The subject installs browser extensions on a managed device that have not been approved, vetted, or distributed via sanctioned organizational channels. These may include productivity tools, automation agents, data scrapers, content manipulators, or AI-enhanced interfaces. Installations typically originate from GitHub repositories, private developer sites, shared file storage, or sideloading tools that bypass enterprise browser controls.

Unapproved extensions introduce unmonitored execution environments directly into the subject’s browser, enabling silent access to sensitive web applications, stored credentials, and internal content. Many request expansive permissions (e.g., webRequest, cookies, tabs, clipboardRead) and operate with persistent background scripts that are difficult to detect through normal endpoint monitoring.

This behavior violates Acceptable Use Policies and, depending on the extension’s behavior, may also constitute unauthorized access, data exfiltration, or malware introduction. Some extensions—particularly those hosted on GitHub or distributed through Telegram groups or developer forums—have been found to contain obfuscated payloads, embedded credential harvesters, or cryptojacking modules.

Examples include:

• Installing a GitHub-hosted ChatGPT sidebar extension that silently logs visited URLs and API keys used in developer consoles.
• Deploying a YouTube downloader that injects scripts for ad click fraud or SEO manipulation.
• Using a browser extension to auto-fill forms with personal data, which transmits data to offshore analytics servers.
• Loading unpacked or custom extensions that disguise themselves as utilities but include base64-encoded malware installers.

While subjects may initially claim curiosity or productivity needs, repeated installation of unapproved extensions—especially after prior enforcement—may indicate normalization of risky behavior or active circumvention of controls.

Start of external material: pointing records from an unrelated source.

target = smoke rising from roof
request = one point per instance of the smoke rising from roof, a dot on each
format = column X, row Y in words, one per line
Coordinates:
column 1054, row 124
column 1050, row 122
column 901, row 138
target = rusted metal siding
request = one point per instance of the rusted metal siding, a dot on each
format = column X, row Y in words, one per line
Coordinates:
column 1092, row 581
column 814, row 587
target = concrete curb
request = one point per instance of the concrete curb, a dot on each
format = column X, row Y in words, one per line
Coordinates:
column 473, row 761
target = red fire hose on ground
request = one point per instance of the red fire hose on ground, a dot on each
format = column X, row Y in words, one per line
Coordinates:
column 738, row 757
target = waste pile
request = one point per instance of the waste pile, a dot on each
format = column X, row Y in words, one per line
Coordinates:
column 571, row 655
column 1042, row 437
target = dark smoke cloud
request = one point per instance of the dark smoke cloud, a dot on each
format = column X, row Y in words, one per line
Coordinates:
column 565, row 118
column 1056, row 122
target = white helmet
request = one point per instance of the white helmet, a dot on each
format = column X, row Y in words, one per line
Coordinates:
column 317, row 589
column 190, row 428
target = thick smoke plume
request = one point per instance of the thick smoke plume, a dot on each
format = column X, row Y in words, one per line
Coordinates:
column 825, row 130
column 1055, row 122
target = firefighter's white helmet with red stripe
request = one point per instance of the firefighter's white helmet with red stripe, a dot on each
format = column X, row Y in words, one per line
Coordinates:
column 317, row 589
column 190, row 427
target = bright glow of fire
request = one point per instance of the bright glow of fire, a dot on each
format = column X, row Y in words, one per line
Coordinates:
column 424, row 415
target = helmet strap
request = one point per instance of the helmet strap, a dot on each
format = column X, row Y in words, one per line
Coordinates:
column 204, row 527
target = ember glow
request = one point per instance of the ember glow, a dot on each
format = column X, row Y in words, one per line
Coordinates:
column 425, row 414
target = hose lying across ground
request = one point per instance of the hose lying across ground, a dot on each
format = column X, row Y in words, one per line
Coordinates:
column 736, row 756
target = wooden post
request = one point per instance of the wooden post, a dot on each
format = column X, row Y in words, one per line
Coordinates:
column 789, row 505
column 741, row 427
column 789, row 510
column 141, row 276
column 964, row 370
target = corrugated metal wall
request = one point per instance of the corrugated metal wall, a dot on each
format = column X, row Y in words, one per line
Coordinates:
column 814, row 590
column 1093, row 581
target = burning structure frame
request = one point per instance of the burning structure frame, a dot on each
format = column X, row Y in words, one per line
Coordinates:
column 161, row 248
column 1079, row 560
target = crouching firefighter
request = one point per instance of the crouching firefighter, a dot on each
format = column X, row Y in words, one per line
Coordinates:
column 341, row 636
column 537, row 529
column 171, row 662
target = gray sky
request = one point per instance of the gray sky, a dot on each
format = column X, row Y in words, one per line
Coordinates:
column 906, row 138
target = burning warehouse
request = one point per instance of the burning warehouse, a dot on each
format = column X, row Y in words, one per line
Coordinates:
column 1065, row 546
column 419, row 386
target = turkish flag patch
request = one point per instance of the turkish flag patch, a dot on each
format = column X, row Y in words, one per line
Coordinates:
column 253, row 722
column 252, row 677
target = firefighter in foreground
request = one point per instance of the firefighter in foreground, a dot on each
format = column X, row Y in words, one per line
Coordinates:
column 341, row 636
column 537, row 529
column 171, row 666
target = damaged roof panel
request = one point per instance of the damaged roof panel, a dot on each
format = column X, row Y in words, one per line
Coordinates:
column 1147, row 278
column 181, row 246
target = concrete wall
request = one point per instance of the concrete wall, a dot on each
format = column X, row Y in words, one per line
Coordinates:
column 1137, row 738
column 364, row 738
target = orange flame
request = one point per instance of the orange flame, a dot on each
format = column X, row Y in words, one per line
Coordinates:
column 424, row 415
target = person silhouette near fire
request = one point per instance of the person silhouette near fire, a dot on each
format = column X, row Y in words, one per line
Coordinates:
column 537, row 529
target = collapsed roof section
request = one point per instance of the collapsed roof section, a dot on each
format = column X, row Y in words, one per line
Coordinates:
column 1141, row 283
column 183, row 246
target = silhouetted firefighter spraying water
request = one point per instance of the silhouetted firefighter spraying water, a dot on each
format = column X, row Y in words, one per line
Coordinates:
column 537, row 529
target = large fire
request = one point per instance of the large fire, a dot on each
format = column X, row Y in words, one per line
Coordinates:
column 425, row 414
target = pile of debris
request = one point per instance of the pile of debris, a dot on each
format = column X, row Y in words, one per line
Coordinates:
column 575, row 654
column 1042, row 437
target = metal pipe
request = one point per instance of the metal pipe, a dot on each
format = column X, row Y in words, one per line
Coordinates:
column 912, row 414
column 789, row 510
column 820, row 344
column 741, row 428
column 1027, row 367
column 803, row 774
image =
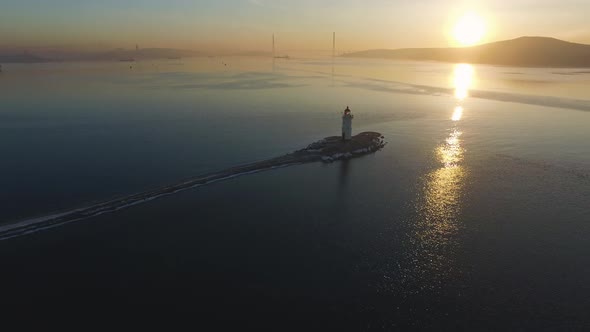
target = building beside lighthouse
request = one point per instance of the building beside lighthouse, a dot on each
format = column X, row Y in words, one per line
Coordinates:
column 347, row 124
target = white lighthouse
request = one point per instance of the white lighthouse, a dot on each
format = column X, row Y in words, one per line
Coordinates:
column 347, row 124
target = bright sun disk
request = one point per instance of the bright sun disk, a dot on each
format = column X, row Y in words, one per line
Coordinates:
column 469, row 29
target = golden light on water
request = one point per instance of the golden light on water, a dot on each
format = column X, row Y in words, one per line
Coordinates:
column 450, row 153
column 469, row 29
column 457, row 113
column 462, row 80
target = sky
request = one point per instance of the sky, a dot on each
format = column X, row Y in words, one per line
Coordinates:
column 244, row 25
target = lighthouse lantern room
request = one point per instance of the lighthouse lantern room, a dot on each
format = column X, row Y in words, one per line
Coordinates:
column 347, row 124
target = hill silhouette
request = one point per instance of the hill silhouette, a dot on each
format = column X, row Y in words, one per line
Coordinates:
column 522, row 52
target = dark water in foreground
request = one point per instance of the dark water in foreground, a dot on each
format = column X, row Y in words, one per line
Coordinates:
column 470, row 221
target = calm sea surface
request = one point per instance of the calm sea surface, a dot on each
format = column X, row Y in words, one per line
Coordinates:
column 476, row 214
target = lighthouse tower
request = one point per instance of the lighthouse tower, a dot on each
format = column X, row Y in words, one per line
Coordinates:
column 347, row 124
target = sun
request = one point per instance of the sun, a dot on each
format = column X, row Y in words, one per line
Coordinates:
column 469, row 29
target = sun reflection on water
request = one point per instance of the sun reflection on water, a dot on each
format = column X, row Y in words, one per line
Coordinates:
column 439, row 207
column 457, row 114
column 462, row 79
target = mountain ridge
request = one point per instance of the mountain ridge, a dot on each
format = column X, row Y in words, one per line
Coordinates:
column 527, row 51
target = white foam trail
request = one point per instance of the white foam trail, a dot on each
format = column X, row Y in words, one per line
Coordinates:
column 34, row 225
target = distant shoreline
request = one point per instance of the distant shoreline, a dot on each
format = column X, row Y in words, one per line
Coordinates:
column 537, row 52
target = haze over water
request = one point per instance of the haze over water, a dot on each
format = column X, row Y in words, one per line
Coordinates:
column 476, row 210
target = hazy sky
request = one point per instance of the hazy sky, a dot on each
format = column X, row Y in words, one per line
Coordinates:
column 297, row 24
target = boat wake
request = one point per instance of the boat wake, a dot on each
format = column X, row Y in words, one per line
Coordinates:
column 327, row 150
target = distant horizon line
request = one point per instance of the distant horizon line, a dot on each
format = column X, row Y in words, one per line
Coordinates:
column 96, row 47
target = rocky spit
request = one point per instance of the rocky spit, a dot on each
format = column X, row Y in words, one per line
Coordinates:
column 327, row 150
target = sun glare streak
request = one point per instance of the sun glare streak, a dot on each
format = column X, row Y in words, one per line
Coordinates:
column 457, row 114
column 462, row 79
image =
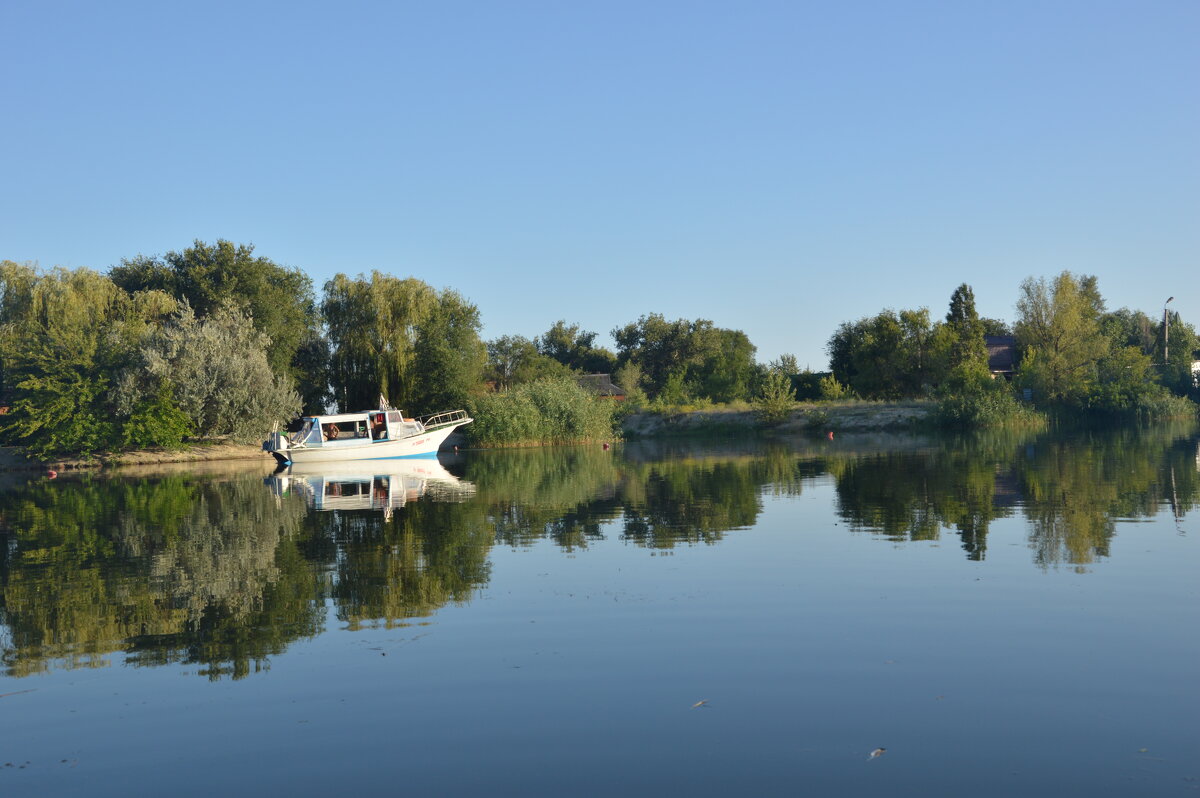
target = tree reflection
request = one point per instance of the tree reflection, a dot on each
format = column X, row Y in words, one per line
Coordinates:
column 222, row 574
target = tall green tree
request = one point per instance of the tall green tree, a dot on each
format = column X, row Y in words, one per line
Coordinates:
column 889, row 355
column 684, row 359
column 450, row 355
column 403, row 340
column 575, row 348
column 1059, row 331
column 215, row 369
column 967, row 357
column 64, row 334
column 280, row 300
column 372, row 330
column 515, row 360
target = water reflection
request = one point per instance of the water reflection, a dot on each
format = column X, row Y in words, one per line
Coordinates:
column 223, row 573
column 369, row 485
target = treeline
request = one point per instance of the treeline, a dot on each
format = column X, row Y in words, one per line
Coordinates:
column 1071, row 354
column 219, row 342
column 216, row 341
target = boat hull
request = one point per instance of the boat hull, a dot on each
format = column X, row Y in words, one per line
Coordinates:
column 419, row 445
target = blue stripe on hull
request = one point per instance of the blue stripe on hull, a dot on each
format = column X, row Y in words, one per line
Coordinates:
column 432, row 454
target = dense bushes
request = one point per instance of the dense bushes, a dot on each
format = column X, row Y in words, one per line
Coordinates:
column 993, row 407
column 541, row 412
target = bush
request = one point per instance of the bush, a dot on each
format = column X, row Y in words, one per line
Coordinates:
column 543, row 412
column 831, row 389
column 777, row 400
column 991, row 407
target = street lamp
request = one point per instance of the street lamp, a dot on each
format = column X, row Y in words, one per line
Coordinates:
column 1167, row 333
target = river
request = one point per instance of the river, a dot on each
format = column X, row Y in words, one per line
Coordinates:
column 876, row 616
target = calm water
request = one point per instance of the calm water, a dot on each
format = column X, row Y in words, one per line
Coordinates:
column 1003, row 616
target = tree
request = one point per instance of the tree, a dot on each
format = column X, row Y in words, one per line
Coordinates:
column 683, row 359
column 63, row 336
column 889, row 355
column 1059, row 333
column 215, row 369
column 515, row 360
column 372, row 333
column 967, row 357
column 450, row 357
column 575, row 348
column 402, row 340
column 280, row 300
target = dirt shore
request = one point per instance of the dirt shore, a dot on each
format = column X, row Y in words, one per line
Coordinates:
column 12, row 459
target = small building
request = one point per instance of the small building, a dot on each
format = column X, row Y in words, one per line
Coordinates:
column 1001, row 355
column 601, row 385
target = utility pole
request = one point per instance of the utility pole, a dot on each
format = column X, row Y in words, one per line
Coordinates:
column 1167, row 334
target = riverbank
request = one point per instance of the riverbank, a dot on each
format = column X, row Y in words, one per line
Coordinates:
column 13, row 459
column 808, row 418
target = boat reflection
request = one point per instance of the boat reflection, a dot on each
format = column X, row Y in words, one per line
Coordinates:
column 370, row 485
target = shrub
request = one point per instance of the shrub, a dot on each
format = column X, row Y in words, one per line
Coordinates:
column 777, row 399
column 543, row 412
column 831, row 389
column 987, row 408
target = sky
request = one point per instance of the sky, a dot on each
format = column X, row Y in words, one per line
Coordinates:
column 774, row 167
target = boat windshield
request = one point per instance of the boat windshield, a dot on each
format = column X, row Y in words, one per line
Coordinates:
column 309, row 433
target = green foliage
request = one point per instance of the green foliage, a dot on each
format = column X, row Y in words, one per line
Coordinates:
column 777, row 400
column 629, row 378
column 449, row 355
column 156, row 421
column 685, row 360
column 279, row 300
column 887, row 357
column 991, row 407
column 217, row 372
column 541, row 412
column 402, row 340
column 1059, row 331
column 966, row 360
column 575, row 348
column 514, row 359
column 831, row 389
column 63, row 335
column 60, row 413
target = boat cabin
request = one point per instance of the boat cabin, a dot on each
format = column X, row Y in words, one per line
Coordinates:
column 355, row 429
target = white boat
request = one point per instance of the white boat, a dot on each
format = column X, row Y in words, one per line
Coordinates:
column 367, row 435
column 370, row 486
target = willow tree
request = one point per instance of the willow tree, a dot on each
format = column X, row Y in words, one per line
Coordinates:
column 209, row 276
column 400, row 339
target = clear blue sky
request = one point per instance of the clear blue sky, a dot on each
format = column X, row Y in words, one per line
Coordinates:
column 774, row 167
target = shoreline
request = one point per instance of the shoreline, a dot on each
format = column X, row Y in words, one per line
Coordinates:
column 807, row 418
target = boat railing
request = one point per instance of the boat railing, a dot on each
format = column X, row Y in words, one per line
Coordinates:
column 444, row 419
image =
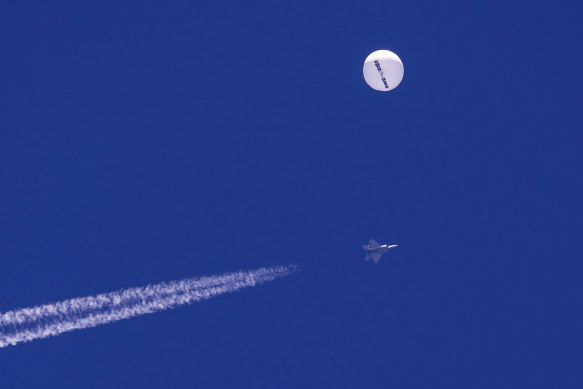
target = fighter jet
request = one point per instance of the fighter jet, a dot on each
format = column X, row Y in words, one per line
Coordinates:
column 375, row 251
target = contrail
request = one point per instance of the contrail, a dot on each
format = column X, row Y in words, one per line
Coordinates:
column 24, row 325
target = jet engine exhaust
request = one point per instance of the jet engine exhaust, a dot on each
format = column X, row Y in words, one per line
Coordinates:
column 27, row 324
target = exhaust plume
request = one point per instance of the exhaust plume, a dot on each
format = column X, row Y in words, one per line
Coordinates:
column 24, row 325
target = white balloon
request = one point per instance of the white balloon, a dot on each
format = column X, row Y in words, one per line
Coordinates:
column 383, row 70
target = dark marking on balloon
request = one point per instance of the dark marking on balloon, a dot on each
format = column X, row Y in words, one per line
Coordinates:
column 378, row 65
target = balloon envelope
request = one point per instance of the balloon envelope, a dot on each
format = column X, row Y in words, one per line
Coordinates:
column 383, row 70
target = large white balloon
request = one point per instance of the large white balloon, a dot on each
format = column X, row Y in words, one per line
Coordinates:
column 383, row 70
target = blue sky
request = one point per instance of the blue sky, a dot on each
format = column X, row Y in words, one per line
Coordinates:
column 149, row 141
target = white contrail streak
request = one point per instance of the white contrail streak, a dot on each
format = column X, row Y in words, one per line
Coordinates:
column 24, row 325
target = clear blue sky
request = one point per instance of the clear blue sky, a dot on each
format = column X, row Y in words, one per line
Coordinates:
column 150, row 141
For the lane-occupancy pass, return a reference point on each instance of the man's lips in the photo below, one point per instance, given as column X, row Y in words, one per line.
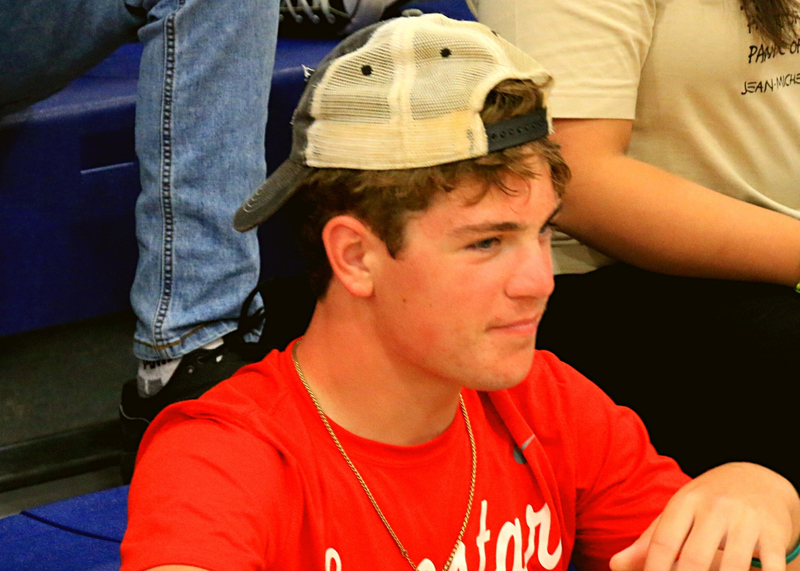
column 525, row 326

The subject initiates or facilitates a denial of service attack targeting public-facing organizational services, such as corporate websites, client portals, or externally accessible APIs, through external means. This may include direct volumetric attacks, abuse of known application logic weaknesses, or orchestration of resource exhaustion via cloud interfaces or third-party integrations. In some cases, the subject may coordinate with external actors to mask attribution, prolong disruption, or cause reputational damage.